O core business do setor de eventos de cultura e entretenimento apresentou, até agosto, um crescimento médio de 51,5% no índice de estoque de empregos formais (total de vagas disponíveis em um mercado de trabalho) em relação a 2019, período anterior à pandemia do covid-19. Os dados são do Ministério do Trabalho e Emprego (MTE) e constam do Radar Econômico, estudo realizado pela Associação Brasileira dos Promotores de Eventos (ABRAPE). Com isso, ocupa o primeiro lugar da lista, superando construção (39,8%) e agropecuária (22,7%). 

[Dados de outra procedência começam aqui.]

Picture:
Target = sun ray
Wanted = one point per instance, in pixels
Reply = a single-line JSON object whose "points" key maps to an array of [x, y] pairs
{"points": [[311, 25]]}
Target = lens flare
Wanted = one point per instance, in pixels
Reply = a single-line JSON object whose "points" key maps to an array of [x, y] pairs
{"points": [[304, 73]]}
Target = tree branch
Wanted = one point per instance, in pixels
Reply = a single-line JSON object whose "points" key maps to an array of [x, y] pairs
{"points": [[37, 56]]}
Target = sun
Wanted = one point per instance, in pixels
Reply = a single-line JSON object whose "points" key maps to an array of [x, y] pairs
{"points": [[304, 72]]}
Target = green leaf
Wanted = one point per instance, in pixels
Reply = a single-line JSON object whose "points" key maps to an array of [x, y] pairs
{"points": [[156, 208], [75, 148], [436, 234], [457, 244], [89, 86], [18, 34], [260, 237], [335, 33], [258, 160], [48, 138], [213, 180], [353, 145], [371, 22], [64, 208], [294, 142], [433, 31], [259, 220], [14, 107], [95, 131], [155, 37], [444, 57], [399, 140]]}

Merece destaque, ainda, o fato de que o hub do setor e serviços, que envolvem atividades impactadas pelo core business,  apresentaram, respectivamente, crescimento médio de 22,2% e 19,1%. “Quando os profissionais trabalham sob contratos formais, não apenas garantem seus direitos e benefícios, como também contribuem para a saúde econômica do setor como um todo. Além disso, os índices revelam como temos capacidade de retomar rapidamente as políticas públicas implementadas e os investimentos que são feitos no segmento”, aponta o empresário Doreni Caramori Júnior, presidente da ABRAPE. 

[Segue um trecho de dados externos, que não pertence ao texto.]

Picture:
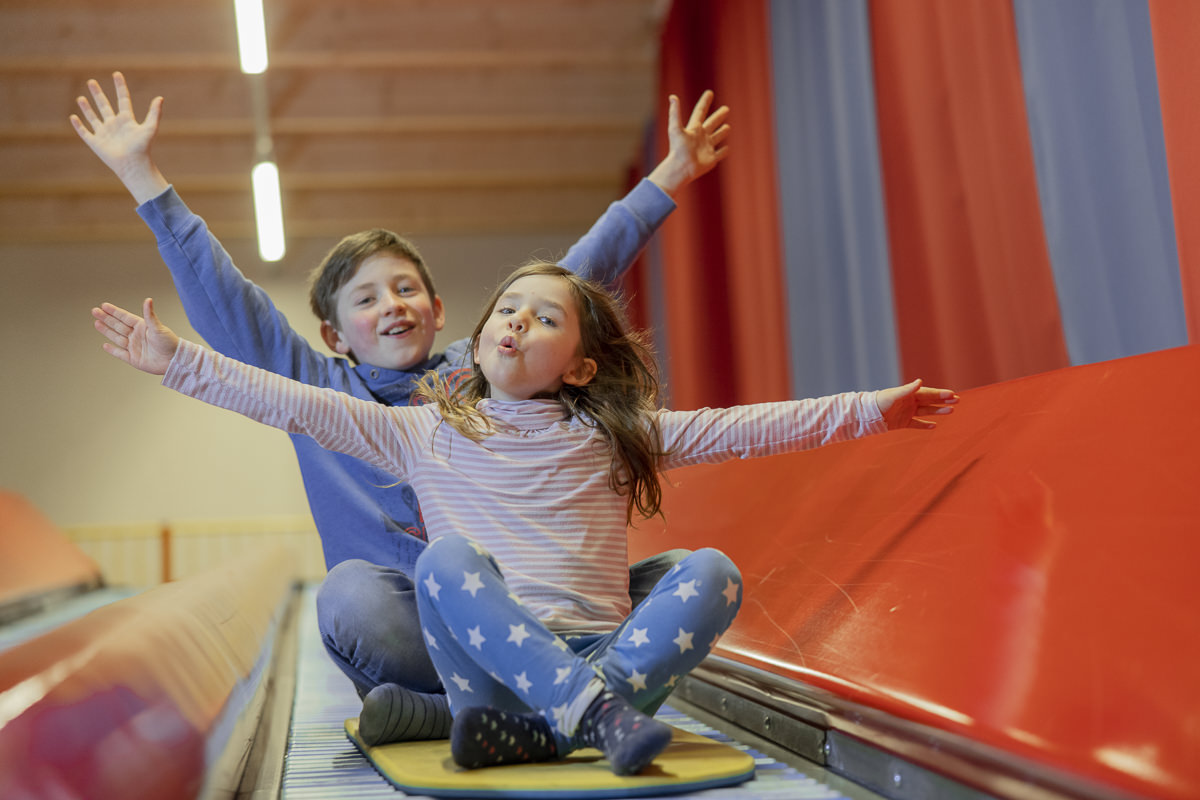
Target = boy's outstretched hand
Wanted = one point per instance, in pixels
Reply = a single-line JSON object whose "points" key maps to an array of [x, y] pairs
{"points": [[119, 139], [694, 149], [903, 405], [144, 343]]}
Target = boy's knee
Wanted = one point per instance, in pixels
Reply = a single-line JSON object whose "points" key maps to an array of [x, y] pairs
{"points": [[342, 579]]}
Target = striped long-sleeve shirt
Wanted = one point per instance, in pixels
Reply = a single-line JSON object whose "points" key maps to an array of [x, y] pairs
{"points": [[535, 493]]}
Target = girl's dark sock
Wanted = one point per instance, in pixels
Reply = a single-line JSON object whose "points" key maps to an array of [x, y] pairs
{"points": [[391, 713], [627, 737], [485, 737]]}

O core business envolve as áreas de organização de eventos, exceto culturais e esportivos; atividades artísticas, criativas e de espetáculos; atividades ligadas ao patrimônio cultural e ambiental; atividades de recreação e lazer; e produção e promoção de eventos esportivos. Já o hub abrange 52 atividades econômicas como  operadores turísticos, bares e restaurantes, serviços gerais, segurança privada, hospedagem etc, áreas diretamente impactadas pelas atividades de cultura e entretenimento.  

Estados 

O Radar ABRAPE aponta que o hub do setor registrou saldo positivo de oportunidades de empregos formais em 25 das 27 unidades da federação entre janeiro e agosto de 2024. Os destaques foram São Paulo (49.751), Rio de Janeiro (16.768) e Minas Gerais (15.437).  Apenas  Rio Grande do Sul (- 1294) e Bahia (-2.909) registraram saldo negativo. Quando se leva em consideração o core business do setor, das 27 unidades da Federação, 26 registraram saldo positivo. As principais geradoras de emprego no setor para o período foram São Paulo (7.905), Rio de Janeiro (3.219) e Minas Gerais (3.078). Apenas o Pará apresentou saldo negativo (-57)

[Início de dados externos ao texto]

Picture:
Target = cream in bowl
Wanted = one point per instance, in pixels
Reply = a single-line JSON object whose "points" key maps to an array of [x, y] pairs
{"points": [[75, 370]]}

A estimativa de consumo no setor, entre janeiro e agosto, chegou a R$ 85,9 bilhões, resultado 7,6% superior ao mesmo período de 2023 (R$79,8 bilhões). Em agosto, o índice chegou a R$10,85 bilhões. Foi o melhor resultado para o período desde que a série histórica deste indicador iniciou em 2019. O levantamento leva em consideração o peso atribuído mensalmente pelo item Recreação do Índice de Preços no Consumidor (IPCA) e a massa de rendimento real mensal dos trabalhadores aferidos pela PNAD/M (Pesquisa Nacional por Amostra de Domicílios Contínua), do IBGE.

Sobre a ABRAPE

Criada em 1992 com o propósito de promover o desenvolvimento e a valorização das empresas produtoras e promotoras de eventos culturais e de entretenimento no Brasil, a Associação Brasileira dos Promotores de Eventos – ABRAPE, tem, atualmente, mais de 850 associados, sediados em todos os Estados da Federação, que representam o PIB dos eventos do Brasil. Foi a entidade que liderou o setor na pandemia, protagonizando a criação e a manutenção do Programa Emergencial de Retomada do Setor de Eventos PERSE: o maior programa de transação fiscal da história do Brasil e o principal Programa de desoneração fiscal após do Simples Nacional. Com importante representatividade, é referência em associativismo de classe.